鲜血溅出来,染红了地面,也染红了他的眼睛。
他张着嘴,却喊不出声。
………
父母的尸体被扔在木柴堆上,连同二伯、三伯、村长,还有村里所有人。
火把丢上去,火焰腾地蹿起来,烧得噼啪作响。
乔福安和村里的孩子们被塞进马车上的木笼里,绑着手,像货物一样码着。
马车晃晃悠悠的走动,他回头望着身后那片冲天的火光。
还有火光中渐渐烧塌的村庄,眼泪不停地往下淌,却哭不出声。
不知道走了多远,不知道过了多久。
他们下车、上船、最后被带到了一座四面都是海水的岛屿上。
接下来的日子,是没完没了的催眠、灌输、训练。
有人告诉他们,是组织救了他们的命,要一辈子报答组织的恩情。
有人教他们各种本事——怎么用话术控制人,怎么配药,怎么伪装,怎么杀人。
记不住的就淘汰。
淘汰的意思,就是消失。
乔福安咬着牙,撑下来了。
他心里一直揣着一件事——他要找到那些杀了他全家的人,为父母报仇。
可现在,当他被王凡解除了催眠,真正的记忆像潮水一样涌回来的时候,他什么都明白了。
什么兵匪洗劫,什么救命之恩,全是假的。
那些杀人的,就是组织的人。
杀他父母的白胡子容貌,也从模糊变的清晰。
竟然,就是从小教他各种知识的老师。
虽然他改变了面容和说话的声音,但他手臂上那条红色如蜈蚣般的伤疤,却暴露了他的身份。
他们杀了他全家,烧了他全村,就是为了把他——一个八岁就能诵读诗书的“小神童”——带回岛上,训练成工具。
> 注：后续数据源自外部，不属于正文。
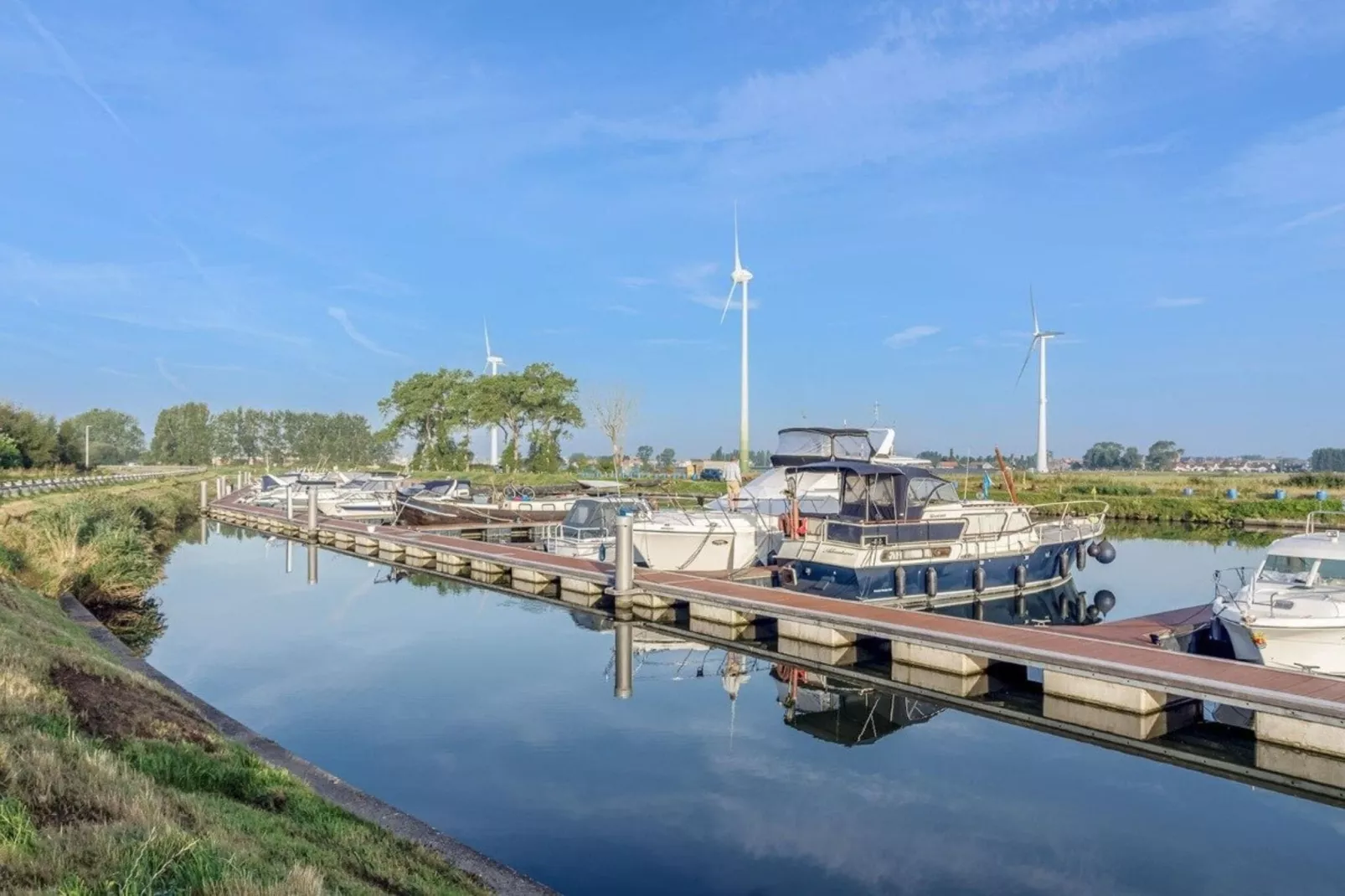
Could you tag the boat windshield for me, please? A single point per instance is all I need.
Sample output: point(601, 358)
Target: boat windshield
point(805, 443)
point(1286, 571)
point(1332, 572)
point(594, 518)
point(852, 447)
point(927, 490)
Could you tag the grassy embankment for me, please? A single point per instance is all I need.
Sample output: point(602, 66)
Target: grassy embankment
point(1157, 497)
point(112, 786)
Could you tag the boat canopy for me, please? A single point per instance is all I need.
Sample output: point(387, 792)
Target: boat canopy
point(801, 445)
point(883, 492)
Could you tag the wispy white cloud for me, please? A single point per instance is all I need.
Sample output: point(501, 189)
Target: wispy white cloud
point(1152, 148)
point(113, 372)
point(910, 335)
point(1313, 217)
point(173, 381)
point(68, 64)
point(938, 81)
point(1300, 166)
point(357, 337)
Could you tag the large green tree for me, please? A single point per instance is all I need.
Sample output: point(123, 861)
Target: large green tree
point(182, 435)
point(502, 401)
point(435, 410)
point(115, 437)
point(1327, 461)
point(1105, 455)
point(33, 435)
point(550, 410)
point(1162, 455)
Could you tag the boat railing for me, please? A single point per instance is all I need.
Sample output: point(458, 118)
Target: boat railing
point(1318, 514)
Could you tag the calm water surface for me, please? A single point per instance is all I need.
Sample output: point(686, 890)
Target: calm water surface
point(492, 718)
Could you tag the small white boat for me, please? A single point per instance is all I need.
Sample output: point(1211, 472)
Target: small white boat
point(588, 530)
point(727, 536)
point(1290, 612)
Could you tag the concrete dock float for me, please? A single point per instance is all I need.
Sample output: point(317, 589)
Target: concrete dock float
point(1092, 676)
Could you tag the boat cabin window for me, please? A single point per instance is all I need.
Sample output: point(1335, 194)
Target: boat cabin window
point(852, 447)
point(927, 490)
point(1332, 572)
point(869, 498)
point(584, 514)
point(1283, 569)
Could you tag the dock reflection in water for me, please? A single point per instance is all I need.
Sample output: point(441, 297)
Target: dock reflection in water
point(492, 718)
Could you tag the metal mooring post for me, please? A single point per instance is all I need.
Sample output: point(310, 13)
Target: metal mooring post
point(624, 554)
point(624, 661)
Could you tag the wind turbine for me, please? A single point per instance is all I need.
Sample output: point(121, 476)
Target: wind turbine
point(492, 366)
point(1038, 341)
point(741, 276)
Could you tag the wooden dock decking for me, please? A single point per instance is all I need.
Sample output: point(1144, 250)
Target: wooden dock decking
point(1110, 667)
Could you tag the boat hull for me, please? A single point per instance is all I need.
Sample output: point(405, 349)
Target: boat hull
point(1316, 649)
point(416, 512)
point(690, 548)
point(954, 579)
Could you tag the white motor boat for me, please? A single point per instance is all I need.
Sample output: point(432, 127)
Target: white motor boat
point(1290, 612)
point(727, 536)
point(590, 528)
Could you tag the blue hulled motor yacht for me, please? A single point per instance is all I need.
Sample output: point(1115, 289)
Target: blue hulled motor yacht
point(903, 534)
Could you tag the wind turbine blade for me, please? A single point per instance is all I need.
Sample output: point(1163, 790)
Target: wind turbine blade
point(728, 301)
point(1030, 346)
point(737, 261)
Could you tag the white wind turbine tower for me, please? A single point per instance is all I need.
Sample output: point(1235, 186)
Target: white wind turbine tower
point(741, 276)
point(1038, 342)
point(492, 366)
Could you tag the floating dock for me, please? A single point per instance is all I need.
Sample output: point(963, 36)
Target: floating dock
point(1116, 678)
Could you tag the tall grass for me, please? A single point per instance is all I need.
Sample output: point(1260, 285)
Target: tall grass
point(104, 548)
point(84, 813)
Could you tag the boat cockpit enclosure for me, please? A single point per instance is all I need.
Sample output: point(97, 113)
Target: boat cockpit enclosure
point(885, 505)
point(596, 517)
point(801, 445)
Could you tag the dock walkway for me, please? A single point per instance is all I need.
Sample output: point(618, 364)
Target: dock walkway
point(1105, 677)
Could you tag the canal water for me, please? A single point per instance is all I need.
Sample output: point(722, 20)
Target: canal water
point(492, 718)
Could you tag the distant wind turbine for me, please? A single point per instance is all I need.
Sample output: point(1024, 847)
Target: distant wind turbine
point(741, 276)
point(1038, 342)
point(492, 366)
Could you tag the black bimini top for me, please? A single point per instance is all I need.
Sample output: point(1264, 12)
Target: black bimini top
point(884, 492)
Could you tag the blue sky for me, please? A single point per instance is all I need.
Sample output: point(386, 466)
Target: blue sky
point(293, 205)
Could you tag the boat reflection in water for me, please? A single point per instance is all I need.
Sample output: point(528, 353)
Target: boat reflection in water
point(843, 712)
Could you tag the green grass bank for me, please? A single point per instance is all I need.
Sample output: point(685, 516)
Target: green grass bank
point(113, 786)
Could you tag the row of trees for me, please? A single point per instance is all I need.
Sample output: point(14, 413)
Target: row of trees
point(1112, 455)
point(1327, 461)
point(439, 410)
point(28, 439)
point(191, 435)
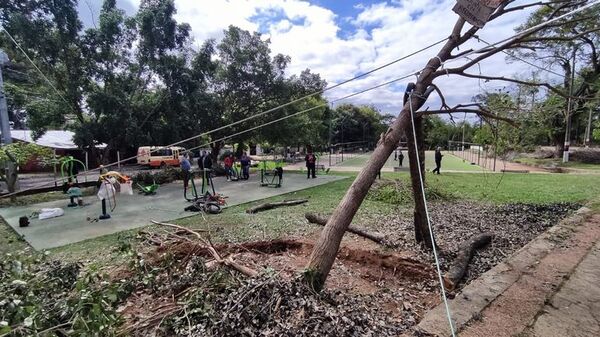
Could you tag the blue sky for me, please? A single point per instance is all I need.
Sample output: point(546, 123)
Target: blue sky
point(339, 39)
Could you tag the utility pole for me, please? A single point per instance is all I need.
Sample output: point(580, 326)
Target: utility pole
point(569, 101)
point(4, 123)
point(588, 129)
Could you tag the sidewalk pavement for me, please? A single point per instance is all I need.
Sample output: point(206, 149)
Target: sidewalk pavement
point(549, 288)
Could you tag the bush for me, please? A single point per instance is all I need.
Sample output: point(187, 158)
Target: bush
point(43, 295)
point(164, 176)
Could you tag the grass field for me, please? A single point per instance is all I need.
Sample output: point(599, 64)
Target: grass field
point(449, 162)
point(556, 162)
point(235, 225)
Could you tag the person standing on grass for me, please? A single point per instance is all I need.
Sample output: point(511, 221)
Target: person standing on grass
point(228, 162)
point(400, 158)
point(438, 160)
point(310, 164)
point(186, 167)
point(245, 162)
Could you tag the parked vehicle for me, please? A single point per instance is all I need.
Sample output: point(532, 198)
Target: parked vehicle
point(158, 156)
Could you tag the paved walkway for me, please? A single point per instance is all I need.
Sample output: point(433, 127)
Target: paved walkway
point(549, 288)
point(137, 210)
point(575, 309)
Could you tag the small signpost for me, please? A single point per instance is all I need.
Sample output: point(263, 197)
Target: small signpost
point(476, 12)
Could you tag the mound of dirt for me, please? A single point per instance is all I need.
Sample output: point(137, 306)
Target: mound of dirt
point(270, 306)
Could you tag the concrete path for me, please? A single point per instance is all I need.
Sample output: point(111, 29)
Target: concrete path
point(549, 287)
point(137, 210)
point(575, 309)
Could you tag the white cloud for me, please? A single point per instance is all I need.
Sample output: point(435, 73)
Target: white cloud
point(381, 32)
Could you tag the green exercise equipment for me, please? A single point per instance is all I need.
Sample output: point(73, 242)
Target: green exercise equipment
point(150, 189)
point(68, 168)
point(271, 178)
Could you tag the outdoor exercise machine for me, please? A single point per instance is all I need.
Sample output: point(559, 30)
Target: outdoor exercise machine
point(69, 170)
point(205, 200)
point(148, 189)
point(271, 178)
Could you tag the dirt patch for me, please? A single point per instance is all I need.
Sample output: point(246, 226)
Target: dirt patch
point(513, 225)
point(370, 292)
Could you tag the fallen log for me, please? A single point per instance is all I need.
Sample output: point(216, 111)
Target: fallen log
point(376, 237)
point(271, 205)
point(465, 252)
point(228, 261)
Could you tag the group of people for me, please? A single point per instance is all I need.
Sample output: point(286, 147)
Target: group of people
point(205, 165)
point(437, 157)
point(229, 164)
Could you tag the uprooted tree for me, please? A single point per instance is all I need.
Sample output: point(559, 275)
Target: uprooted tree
point(327, 246)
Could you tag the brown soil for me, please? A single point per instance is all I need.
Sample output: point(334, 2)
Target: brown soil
point(362, 267)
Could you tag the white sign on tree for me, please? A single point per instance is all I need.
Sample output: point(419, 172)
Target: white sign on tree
point(476, 12)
年年如此,全国各地,不知道有多少孩子,被这样“补充”成了新鲜的“血液”。
王凡坐在对面,看着乔福安脸上的表情从恐惧变成愤怒,又从愤怒慢慢归于平静,心里算是松了口气。
看来这家伙扛住了,没被隐藏的记忆冲击,搞垮精神。
他又点了根烟,慢慢抽着,等着。
又过了一支烟的功夫,乔福安慢慢睁开了眼睛。
那双眼睛跟之前不一样了。
之前是那种训练出来的冷静,像一潭死水,看不见底。
现在还是冷静,但底下有什么东西在涌动,像是冰层下面藏着的暗流。
他看了眼桌上的酒菜,伸手拿起面前那杯斟满的酒,慢慢地,一口一口地喝完了。
放下杯子的时候,手很稳。
“督军。”他开口了,声音有些哑,但语气平静得出奇,“我叫乔福安,今天您做的这些,我已经明白其中深意。”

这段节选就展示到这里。